# Water Pump Shaft Undersized (new pump)



## Gordie (Aug 7, 2021)

Hi all, I’m new to the site but look forward to getting to know the folks here.
I bought a MF 202 Workbull a while back and I’m still working on getting to the point where it can be used. It has the same engine (Z134), and water pump as TO35, which I also own. Part of the attraction in buying the 202 Workbull is that a lot of the parts are the same as the TO35. Any the 202 runs but the hydraulics didn’t work ( seized driveshaft in pivot pin). I’m getting that nearly sorted and am getting ready to start the reassembly. But before that I’m replacing the water pump. (The old one is loose and leaks a bit). Anyway I bought a new pump through Sparex up here in Canada but the shaft is .002 undersize when compared to the old pump. The pulley is supposed to press on but just drops on. Anyone else run into this or did you happen to buy a pump from someone else with a larger shaft? The old shaft measures about .7482 and the new shaft . 7462. It’s exactly .002 of an inch smaller so there isn’t an interference fit with the pulley. The pulley measures .748 exactly. So with the old pump I figured there was .0002 or .0003 tenths of a thousands interference.
I can knurl by hand or pock mark the new shaft if I have to and use loctite but if I can buy a pump with the larger shaft I would rather go that way. Sparex measured 2 other pump shafts for me but the also measured .002” under the original pump shaft.
Any suggestions or input would be appreciated. My background is in the mechanical trades where I deal with slip fits and interference fits daily but I’m wondering if this is how all the pumps are sized or perhaps a new pulley would be sized to fit. ( sparex told me they can no longer get the pulley). Thanks Folks
Gord


----------



## Gordie (Aug 7, 2021)

Thanks
Gord


----------



## sixbales (May 18, 2011)

Good morning Gordie, 

Return the pump to the supplier and explain the problem. He may have another pump that has the correct shaft diameter. It might also be that your fan connector is worn oversize??


----------



## Gordie (Aug 7, 2021)

sixbales said:


> Good morning Gordie,
> 
> Return the pump to the supplier and explain the problem. He may have another pump that has the correct shaft diameter. It might also be that your fan connector is worn oversize??

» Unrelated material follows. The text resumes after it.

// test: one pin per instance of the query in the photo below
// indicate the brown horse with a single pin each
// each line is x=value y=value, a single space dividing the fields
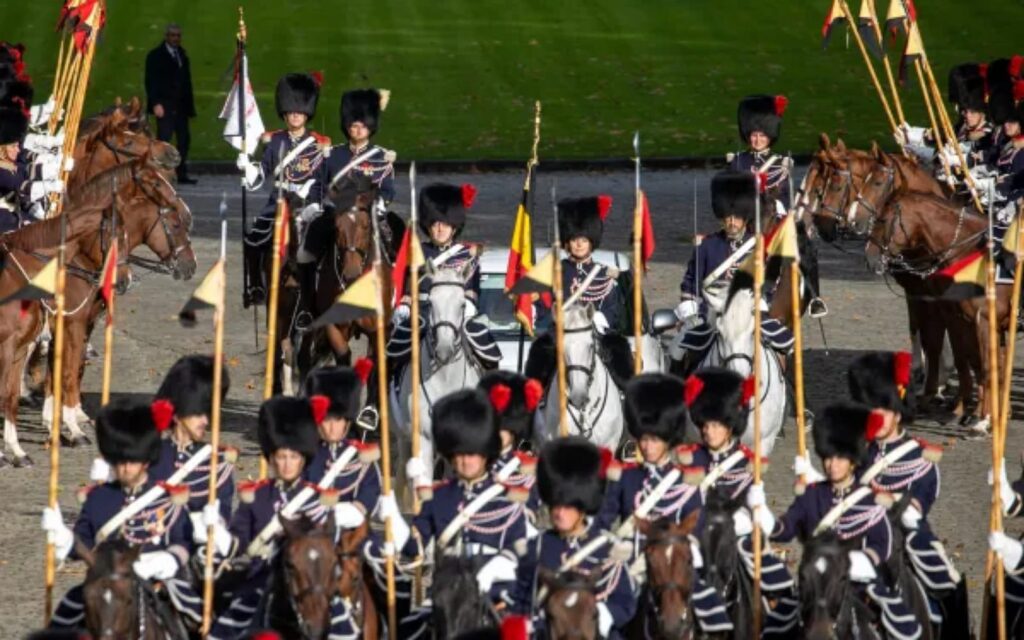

Hi, Thanks for your reply. 
I did call the supplier and they measured 2 other new pumps and they were also .002 undersized. I can return the pump if I wish but I still need to buy a pump with a larger shaft. My pulley bore is sized to fit the original pump. If they made rebuild kits for my pump I would just rebuild it, but they don’t.
They told me there is a manufacturing problem with the Pulleys and that’s why they can’t get them. Hmmm, I almost suspect the manufacturing problem is with the pump not the pulley. Anyway I will probably knurl the shaft and loctite it if I can’t get a larger shaft pump.


----------